Ebola, l’ennemi sans passeport
La santé figure également au cœur des échanges. Car les épidémies ignorent les frontières. La coordination sanitaire apparaît dès lors comme une nécessité stratégique autant qu’humanitaire. Comme l’écrivait Albert Camus : « Ce qui est vrai de tous les maux du monde, c’est qu’ils nous aident à nous dépasser. » La lutte contre Ebola rappelle que la solidarité régionale demeure un impératif de survie.
Le souffle discret d’une alliance
Cette visite intervient alors que la région des Grands Lacs demeure confrontée à des défis sécuritaires complexes. Sans désigner explicitement d’adversaire, plusieurs capitales de la région plaident pour une coopération renforcée afin de faire face aux risques de déstabilisation et aux menaces transfrontalières.
L’arrivée à Kinshasa du président de l’Union africaine confère ainsi une portée continentale à cette rencontre. Plus qu’une visite d’État, elle symbolise la recherche d’un front diplomatique capable de transformer les inquiétudes en initiatives communes.

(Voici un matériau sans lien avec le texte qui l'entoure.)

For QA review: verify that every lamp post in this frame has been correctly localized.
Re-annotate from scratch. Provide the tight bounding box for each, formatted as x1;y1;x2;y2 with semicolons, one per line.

« Il n’y a pas de développement sans sécurité, ni de sécurité sans développement », affirmait Kofi Annan.
À Kinshasa, ce lundi, les poignées de main ont parlé autant que les discours. Et dans le silence des salons diplomatiques, l’avenir sécuritaire des Grands Lacs a peut-être écrit une nouvelle ligne de son histoire. Comme le soulignait Victor Hugo, « l’avenir est une porte, le passé en est la clé ».